Nitesh Tiwari's latest film 'Chhichhore' has the usual tropes of a typical commercial college-drama, yet it is refreshingly real and delivers a very relevant message beautifully wrapped in nostalgia.
To save his son, Raghav, who has lost the zeal to live after failing the IIT-JEE entrance exams, Anirudh aka Anni (Sushant Singh Rajput) goes back in time to narrate stories from his college life. Both he and his wife Maya (Shraddha Kapoor) are former students of a premier engineering college and as their son, Raghav thinks he has failed them and himself by not qualifying to any of the colleges. Anni then decides to revisit his own college life and with the help of his buddies from the hostel, recounts the time the group had competed for a General Championship in sports back in their times. He co-story tellers, Sexa (Varun Sharma), Acid (Navin Polishetty), Derek (Tahir Raj Bhasin), Mummy (Tushar Pandey) and Saharsh Shukla (Bevda) re-tell the story and take Raghav and the the audience back in 1992 where the boys, the underdogs, fight it out with reigning champs of Hostel 3- lead by Reggie(Prateik Babbar) for the GC trophy.
Much like 'Student Of The Year 2' which released earlier this year, the concentration is solely on the sports championship. But unlike SOTY, the backdrop is far more real and thereby relatable. The friends of Anni maybe stereotypical- one is a porn addict, the other is cusses a bit too much and one is a Mumma's boy- but at so many instances you would find yourself laughing at the uncanny similarity that each of these characters has with people you know in reality.
Written by Tiwari along with Piyush Gupta and Nikhil Malhotra, the film is spruced with humour and wit which may ever so often steer towards underpants, yet provides the laughter. The narrative is non-linear, keeps oscillating between past and present but you will find yourself reminiscing about the good old days with Anni and his gang of 'losers'. The only time that the story slips is at the points where the friends, sitting at Anni's apartment speak jargons about the education system, parental pressure, and rat race. It feels preachy and not a conversation between old friends and those scenes are perhaps the only unrealistic and melodramatic scenes in the film.
The film's best moments are saved for Polishetty and Sharma, who get the best lines and are pitch-perfect in their respective roles. Bhasin as the silent sports hero is also impressive and so is Panday as the ever nervous Mumma's boy. Rajput delivers a balanced performance- he is usually genuine in most of his films and he doesn't disappoint in this one either. His scenes in the flashback where he plays the college fresher full of ideas though suffers from a Shah Rukh Khan hangover. Shraddha Kapoor gets fewer lines but is convincing as the quiet, observant Maya.
Wrapped in nostalgia, the film delivers an important point that there's no point being in a rat race. A line in the song 'Fikar Not' from the film suggests that one can sprint to the end line or finish it at the pace of a tortoise- the pace is not important neither should one rush to finish it on time. It is more important to be earnest in what you do.

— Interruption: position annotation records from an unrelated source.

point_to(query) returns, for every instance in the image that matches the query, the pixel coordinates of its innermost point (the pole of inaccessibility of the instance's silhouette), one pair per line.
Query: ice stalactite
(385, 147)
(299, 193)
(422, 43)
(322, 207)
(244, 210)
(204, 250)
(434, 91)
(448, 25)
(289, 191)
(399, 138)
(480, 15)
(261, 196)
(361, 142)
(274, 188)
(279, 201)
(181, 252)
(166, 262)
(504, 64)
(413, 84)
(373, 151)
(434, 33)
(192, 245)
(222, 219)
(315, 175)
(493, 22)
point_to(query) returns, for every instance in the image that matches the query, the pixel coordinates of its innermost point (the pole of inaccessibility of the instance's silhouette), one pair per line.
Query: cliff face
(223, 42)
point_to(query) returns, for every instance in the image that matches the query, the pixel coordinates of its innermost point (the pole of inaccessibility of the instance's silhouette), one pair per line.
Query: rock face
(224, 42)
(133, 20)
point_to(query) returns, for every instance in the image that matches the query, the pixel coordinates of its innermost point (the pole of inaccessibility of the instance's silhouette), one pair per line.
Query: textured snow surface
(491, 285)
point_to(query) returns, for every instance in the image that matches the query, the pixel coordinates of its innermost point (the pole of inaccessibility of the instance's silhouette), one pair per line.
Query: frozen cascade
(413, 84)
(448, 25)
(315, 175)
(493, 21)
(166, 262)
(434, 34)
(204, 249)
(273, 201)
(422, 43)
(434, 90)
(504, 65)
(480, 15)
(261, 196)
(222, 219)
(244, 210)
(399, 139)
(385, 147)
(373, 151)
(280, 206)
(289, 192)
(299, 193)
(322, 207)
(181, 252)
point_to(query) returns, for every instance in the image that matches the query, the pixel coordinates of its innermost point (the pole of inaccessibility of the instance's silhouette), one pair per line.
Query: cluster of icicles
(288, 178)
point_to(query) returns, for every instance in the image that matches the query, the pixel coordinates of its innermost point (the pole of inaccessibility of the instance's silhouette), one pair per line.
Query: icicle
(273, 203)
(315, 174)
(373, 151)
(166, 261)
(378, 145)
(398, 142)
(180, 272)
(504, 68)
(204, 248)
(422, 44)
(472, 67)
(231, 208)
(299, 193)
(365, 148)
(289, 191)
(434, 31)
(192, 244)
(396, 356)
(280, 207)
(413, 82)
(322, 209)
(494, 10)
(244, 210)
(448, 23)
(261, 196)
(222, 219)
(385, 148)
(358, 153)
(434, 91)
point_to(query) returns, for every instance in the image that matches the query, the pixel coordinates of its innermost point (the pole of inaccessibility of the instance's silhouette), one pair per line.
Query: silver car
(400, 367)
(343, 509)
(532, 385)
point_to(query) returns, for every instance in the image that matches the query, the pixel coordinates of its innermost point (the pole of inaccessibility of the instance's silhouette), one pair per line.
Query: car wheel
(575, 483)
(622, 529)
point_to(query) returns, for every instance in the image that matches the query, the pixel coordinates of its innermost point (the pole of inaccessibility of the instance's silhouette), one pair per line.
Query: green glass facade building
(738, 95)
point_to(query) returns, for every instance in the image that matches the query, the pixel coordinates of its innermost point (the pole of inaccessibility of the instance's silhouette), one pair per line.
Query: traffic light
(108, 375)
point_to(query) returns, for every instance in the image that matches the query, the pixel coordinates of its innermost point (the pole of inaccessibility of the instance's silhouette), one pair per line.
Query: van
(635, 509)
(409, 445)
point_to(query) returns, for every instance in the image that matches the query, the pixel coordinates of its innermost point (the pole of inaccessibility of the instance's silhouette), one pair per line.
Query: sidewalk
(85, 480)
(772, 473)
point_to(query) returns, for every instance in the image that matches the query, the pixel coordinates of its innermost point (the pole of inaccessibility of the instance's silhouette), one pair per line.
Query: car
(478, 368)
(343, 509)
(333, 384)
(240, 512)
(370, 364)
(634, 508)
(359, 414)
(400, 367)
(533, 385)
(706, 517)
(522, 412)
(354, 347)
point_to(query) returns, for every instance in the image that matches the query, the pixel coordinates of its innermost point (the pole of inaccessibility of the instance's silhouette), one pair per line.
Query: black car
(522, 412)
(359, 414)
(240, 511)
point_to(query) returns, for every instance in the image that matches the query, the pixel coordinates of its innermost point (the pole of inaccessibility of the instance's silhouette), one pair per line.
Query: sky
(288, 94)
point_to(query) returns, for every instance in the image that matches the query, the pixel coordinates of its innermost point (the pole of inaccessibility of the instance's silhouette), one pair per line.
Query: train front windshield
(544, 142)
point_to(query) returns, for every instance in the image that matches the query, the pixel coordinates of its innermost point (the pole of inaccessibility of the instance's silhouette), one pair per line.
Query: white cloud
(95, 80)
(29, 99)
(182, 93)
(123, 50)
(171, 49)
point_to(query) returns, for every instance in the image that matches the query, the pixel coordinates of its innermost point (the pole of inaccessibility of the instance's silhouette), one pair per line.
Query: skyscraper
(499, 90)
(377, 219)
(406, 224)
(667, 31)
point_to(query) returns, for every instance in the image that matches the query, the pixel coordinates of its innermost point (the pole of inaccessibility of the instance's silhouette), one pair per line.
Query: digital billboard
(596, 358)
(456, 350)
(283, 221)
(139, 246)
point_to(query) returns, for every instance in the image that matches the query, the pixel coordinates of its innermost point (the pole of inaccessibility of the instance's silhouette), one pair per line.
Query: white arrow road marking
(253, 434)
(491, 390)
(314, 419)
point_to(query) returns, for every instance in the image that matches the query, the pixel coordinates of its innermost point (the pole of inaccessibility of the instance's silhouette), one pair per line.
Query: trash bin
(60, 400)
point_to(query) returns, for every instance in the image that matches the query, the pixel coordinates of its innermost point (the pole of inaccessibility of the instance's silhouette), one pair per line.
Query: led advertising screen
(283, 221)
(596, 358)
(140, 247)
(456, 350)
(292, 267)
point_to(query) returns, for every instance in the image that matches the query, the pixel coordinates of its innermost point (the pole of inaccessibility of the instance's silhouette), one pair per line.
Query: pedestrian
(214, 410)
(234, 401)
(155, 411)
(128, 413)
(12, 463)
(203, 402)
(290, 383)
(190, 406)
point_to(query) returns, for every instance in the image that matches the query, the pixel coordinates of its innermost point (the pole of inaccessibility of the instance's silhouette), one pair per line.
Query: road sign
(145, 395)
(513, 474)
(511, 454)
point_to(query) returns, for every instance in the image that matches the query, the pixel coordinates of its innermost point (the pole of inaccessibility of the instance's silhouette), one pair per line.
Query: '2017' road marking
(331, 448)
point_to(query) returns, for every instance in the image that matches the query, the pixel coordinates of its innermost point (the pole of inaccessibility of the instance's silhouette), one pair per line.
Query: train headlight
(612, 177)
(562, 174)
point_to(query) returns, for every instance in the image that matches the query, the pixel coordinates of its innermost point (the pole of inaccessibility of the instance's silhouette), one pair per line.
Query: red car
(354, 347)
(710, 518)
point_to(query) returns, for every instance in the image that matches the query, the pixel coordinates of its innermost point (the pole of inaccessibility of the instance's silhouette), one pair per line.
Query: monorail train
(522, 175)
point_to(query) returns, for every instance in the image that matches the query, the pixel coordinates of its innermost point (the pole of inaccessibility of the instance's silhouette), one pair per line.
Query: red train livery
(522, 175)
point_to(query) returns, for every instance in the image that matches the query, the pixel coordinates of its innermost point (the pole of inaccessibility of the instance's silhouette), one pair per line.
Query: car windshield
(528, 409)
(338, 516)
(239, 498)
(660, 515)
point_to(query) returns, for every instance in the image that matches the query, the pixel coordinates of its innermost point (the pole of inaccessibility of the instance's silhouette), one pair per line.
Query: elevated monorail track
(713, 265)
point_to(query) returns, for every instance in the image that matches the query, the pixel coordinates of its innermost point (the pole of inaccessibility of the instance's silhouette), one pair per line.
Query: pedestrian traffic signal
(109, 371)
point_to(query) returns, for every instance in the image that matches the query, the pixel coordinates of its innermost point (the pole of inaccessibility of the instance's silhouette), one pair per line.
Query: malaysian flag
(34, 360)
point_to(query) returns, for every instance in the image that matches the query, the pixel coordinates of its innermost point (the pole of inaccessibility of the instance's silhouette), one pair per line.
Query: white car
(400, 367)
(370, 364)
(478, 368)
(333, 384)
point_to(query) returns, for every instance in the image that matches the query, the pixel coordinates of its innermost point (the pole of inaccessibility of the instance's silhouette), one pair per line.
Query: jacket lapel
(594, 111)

'Chhichhore' of course takes multiple liberties - especially in scenes that are shot in the hospital (no hospital allows five people to be hovering around a patient in the ICU), but those flaws are pardonable simply because it delivers an important point and takes you back to college life- a time that most people believe is the best phase of their lives.
Watch it for the actors and their onscreen camaraderie, watch it for its nostalgia.
'Chhichhore' has the usual tropes of a typical commercial college-drama, yet it is refreshingly real and delivers a very relevant message beautifully wrapped in nostalgia.